Sci Data. 2023 Dec 18;10(1):909. doi: 10.1038/s41597-023-02814-8.
Retrieval-based Clinical Decision Support (ReCDS) can aid clinical workflow by providing relevant literature and similar patients for a given patient. However, the development of ReCDS systems has been severely obstructed by the lack of diverse patient collections and publicly available large-scale patient-level annotation datasets. In this paper, we collect a novel dataset of patient summaries and relations called PMC-Patients to benchmark two ReCDS tasks: Patient-to-Article Retrieval (ReCDS-PAR) and Patient-to-Patient Retrieval (ReCDS-PPR). Specifically, we extract patient summaries from PubMed Central articles using simple heuristics and utilize the PubMed citation graph to define patient-article relevance and patient-patient similarity. PMC-Patients contains 167k patient summaries with 3.1 M patient-article relevance annotations and 293k patient-patient similarity annotations, which is the largest-scale resource for ReCDS and also one of the largest patient collections. Human evaluation and analysis show that PMC-Patients is a diverse dataset with high-quality annotations. We also implement and evaluate several ReCDS systems on the PMC-Patients benchmarks to show its challenges and conduct several case studies to show the clinical utility of PMC-Patients.
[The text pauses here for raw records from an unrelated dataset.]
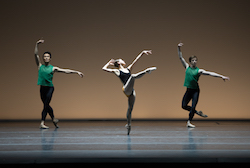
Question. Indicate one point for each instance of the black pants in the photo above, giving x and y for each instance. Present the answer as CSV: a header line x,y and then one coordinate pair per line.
x,y
194,95
46,93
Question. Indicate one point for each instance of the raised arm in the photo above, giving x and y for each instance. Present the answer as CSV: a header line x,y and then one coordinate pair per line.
x,y
204,72
67,71
184,63
111,62
147,52
37,59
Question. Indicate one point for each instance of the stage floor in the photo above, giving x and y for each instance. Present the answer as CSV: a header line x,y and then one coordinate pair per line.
x,y
107,142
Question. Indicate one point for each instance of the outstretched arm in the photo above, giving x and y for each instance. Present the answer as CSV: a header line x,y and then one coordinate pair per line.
x,y
203,72
67,71
147,52
184,63
38,63
111,62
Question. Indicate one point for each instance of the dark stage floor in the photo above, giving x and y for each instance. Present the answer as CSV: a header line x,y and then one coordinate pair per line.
x,y
106,141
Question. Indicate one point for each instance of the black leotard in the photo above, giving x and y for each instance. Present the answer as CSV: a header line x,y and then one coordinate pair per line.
x,y
124,77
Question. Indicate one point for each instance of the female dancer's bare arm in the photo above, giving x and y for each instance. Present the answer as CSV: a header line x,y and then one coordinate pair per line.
x,y
38,63
184,63
147,52
111,62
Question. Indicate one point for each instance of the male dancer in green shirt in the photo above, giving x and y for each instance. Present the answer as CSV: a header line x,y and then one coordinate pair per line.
x,y
45,76
191,82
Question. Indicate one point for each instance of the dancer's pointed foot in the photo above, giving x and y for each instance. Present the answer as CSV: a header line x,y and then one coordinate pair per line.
x,y
149,70
128,128
190,125
55,121
42,126
200,113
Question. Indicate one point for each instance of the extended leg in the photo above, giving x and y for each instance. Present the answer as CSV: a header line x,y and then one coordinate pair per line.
x,y
195,99
131,101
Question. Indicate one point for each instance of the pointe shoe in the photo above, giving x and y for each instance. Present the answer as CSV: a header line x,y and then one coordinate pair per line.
x,y
42,126
149,70
200,113
55,121
128,128
190,125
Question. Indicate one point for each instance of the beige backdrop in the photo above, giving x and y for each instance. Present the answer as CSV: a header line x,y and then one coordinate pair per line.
x,y
84,35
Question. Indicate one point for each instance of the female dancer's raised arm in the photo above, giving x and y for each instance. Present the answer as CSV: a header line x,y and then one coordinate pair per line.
x,y
147,52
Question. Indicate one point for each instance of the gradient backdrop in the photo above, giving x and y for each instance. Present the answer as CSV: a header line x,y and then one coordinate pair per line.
x,y
84,35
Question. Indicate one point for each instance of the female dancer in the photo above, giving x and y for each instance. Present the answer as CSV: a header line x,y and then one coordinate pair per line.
x,y
45,76
128,80
191,82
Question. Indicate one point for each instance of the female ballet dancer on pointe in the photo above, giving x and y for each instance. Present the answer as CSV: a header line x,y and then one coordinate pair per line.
x,y
128,80
45,76
191,82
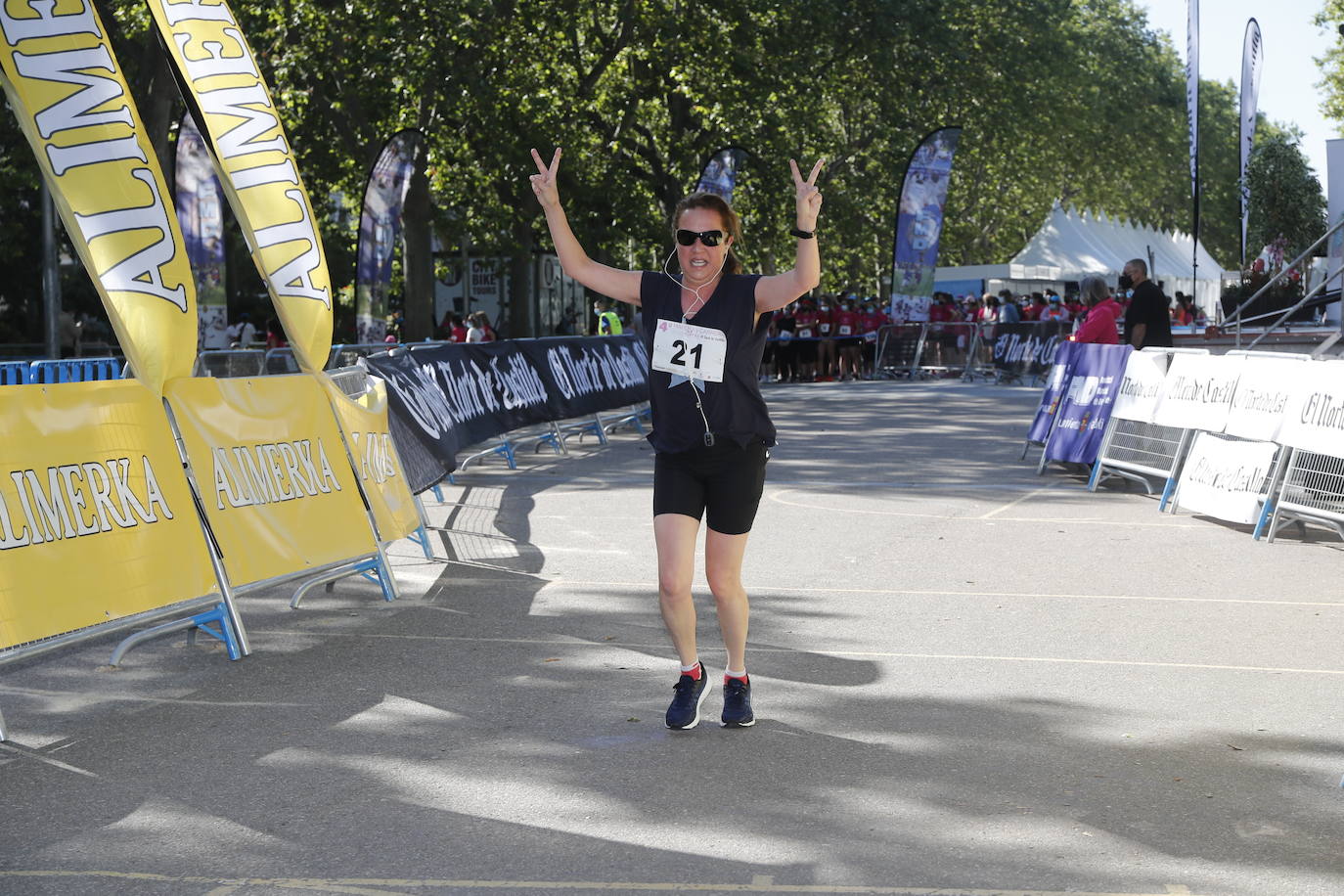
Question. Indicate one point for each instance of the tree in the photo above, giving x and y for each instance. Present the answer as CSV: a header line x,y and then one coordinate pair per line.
x,y
1285,197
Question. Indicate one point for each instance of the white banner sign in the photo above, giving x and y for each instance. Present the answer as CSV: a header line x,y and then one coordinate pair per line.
x,y
1222,477
1197,392
1253,61
1142,387
1315,417
1264,392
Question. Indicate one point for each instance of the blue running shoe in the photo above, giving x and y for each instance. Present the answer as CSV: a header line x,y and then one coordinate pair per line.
x,y
737,704
685,711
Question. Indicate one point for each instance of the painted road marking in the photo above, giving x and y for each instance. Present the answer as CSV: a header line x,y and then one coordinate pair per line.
x,y
879,654
36,756
759,884
777,497
935,593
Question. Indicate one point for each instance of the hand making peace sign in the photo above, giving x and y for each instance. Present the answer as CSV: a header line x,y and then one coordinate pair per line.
x,y
808,195
543,183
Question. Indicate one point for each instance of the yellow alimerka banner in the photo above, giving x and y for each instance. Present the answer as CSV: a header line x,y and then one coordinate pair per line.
x,y
255,165
96,516
365,424
273,473
71,103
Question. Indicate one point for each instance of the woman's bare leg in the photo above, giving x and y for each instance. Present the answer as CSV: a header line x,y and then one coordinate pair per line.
x,y
723,569
674,533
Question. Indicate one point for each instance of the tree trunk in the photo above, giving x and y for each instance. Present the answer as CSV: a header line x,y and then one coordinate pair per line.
x,y
160,105
419,258
520,281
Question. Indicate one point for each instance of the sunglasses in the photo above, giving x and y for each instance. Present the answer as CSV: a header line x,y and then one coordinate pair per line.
x,y
707,237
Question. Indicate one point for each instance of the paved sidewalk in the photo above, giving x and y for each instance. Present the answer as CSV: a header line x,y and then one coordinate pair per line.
x,y
970,680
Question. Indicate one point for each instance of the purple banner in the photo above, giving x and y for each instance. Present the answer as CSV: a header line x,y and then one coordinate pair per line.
x,y
1055,385
1192,111
1253,60
201,212
919,225
380,229
1085,410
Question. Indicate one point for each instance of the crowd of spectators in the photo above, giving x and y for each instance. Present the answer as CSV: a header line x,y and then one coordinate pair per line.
x,y
1006,306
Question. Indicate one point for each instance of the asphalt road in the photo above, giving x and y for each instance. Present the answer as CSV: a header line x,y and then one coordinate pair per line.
x,y
969,680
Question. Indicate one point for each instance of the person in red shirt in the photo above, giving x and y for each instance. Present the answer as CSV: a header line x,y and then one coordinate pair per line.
x,y
1102,313
456,331
1035,308
870,321
827,347
805,348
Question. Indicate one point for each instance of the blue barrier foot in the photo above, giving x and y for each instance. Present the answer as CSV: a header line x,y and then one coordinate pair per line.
x,y
421,538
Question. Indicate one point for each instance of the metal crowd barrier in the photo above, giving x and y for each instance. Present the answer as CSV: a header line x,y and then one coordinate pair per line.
x,y
1136,450
230,362
74,370
14,373
897,351
1312,490
946,348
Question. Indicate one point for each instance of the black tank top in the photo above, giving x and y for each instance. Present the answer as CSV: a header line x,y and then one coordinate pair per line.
x,y
733,407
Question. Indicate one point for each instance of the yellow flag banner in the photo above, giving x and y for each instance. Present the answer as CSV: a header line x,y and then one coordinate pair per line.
x,y
369,432
71,103
238,119
96,516
273,473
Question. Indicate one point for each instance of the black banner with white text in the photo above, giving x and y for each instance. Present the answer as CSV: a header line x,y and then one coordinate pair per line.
x,y
452,395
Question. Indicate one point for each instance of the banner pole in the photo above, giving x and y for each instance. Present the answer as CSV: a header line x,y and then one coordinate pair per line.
x,y
50,274
216,558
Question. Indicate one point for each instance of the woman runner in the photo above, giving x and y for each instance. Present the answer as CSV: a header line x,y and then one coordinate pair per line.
x,y
704,331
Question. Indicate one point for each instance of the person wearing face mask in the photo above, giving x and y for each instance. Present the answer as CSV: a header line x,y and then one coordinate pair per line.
x,y
704,331
607,321
1146,319
827,347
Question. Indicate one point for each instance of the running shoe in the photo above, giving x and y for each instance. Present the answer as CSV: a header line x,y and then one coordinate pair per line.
x,y
685,711
737,704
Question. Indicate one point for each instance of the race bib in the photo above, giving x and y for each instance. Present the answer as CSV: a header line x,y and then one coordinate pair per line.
x,y
686,349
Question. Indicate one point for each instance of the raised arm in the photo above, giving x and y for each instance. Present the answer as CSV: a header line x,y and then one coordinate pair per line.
x,y
779,291
621,285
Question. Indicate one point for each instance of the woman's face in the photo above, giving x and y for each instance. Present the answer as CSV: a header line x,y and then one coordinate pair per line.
x,y
701,263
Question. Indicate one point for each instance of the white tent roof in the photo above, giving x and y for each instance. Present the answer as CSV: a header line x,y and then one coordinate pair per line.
x,y
1078,244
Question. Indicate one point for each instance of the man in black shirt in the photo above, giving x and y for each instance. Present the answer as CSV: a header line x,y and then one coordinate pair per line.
x,y
1146,320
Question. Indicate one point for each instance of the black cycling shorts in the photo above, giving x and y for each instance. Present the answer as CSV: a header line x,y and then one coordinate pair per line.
x,y
722,484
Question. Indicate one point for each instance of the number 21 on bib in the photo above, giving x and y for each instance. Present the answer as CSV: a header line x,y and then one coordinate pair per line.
x,y
686,349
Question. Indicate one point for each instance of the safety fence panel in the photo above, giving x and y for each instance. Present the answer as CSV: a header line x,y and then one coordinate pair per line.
x,y
1096,374
1136,446
97,520
75,370
360,405
277,485
1226,477
1312,489
946,348
453,395
14,373
898,349
1020,351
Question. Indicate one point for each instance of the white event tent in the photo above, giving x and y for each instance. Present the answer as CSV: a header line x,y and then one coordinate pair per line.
x,y
1071,245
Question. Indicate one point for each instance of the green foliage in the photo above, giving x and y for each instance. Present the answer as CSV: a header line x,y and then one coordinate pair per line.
x,y
1286,201
1059,100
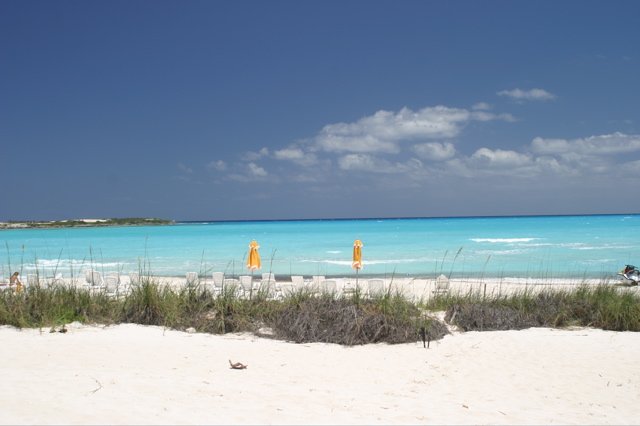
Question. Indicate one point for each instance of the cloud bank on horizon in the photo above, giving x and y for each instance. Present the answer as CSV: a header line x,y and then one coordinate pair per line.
x,y
417,145
252,110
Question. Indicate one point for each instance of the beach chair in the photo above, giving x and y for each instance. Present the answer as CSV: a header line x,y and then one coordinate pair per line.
x,y
350,286
269,289
94,279
112,284
442,285
231,285
287,288
268,276
33,280
315,282
376,287
246,284
328,287
192,278
218,281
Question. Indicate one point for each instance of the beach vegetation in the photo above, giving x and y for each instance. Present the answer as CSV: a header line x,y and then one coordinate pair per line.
x,y
304,316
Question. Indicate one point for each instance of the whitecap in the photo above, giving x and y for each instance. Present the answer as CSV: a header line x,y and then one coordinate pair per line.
x,y
503,240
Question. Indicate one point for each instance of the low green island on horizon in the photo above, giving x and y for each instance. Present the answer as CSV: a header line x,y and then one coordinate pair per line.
x,y
71,223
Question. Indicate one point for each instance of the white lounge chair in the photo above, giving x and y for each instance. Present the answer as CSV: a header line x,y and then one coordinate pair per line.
x,y
328,287
218,281
442,285
94,279
33,279
268,276
112,285
231,285
192,278
316,280
246,283
269,289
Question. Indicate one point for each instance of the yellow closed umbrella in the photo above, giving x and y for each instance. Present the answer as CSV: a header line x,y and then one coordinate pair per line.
x,y
357,257
253,262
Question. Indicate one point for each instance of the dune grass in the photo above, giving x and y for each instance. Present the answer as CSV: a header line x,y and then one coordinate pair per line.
x,y
302,316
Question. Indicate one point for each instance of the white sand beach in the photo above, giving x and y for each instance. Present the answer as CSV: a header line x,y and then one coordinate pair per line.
x,y
131,374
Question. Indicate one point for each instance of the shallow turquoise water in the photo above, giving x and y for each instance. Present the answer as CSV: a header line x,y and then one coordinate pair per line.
x,y
529,246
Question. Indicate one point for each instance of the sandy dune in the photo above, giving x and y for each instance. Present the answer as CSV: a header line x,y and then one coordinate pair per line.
x,y
130,374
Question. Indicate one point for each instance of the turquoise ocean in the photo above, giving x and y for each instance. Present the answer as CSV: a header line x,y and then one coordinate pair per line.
x,y
594,246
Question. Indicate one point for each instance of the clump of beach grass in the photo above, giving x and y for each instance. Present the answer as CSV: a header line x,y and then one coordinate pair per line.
x,y
303,316
603,306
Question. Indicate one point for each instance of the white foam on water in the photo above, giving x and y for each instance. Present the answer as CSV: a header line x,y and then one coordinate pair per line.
x,y
503,240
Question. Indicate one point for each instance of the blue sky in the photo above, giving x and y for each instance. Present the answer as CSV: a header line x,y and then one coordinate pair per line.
x,y
223,110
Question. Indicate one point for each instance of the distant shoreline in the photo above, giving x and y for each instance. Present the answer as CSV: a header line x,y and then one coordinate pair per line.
x,y
84,223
基于检索的临床决策支持(ReCDS)可以通过为给定患者提供相关文献和相似患者来辅助临床工作流程。然而,由于缺乏多样化的患者群体和公开的大规模患者级注释数据集,ReCDS 系统的开发受到了严重阻碍。在本文中,我们收集了一个名为 PMC-Patients 的新的患者摘要和关系数据集,用于基准测试两个 ReCDS 任务:患者到文章检索(ReCDS-PAR)和患者到患者检索(ReCDS-PPR)。具体来说,我们使用简单的启发式方法从 PubMed Central 文章中提取患者摘要,并利用 PubMed 引文图来定义患者-文章相关性和患者-患者相似性。PMC-Patients 包含 167k 个患者摘要,有 3.1M 个患者-文章相关性注释和 293k 个患者-患者相似性注释,这是最大规模的 ReCDS 资源,也是最大的患者群体之一。人工评估和分析表明,PMC-Patients 是一个具有高质量注释的多样化数据集。我们还在 PMC-Patients 基准上实现和评估了几个 ReCDS 系统,以展示其挑战,并进行了几个案例研究,以展示 PMC-Patients 的临床实用性。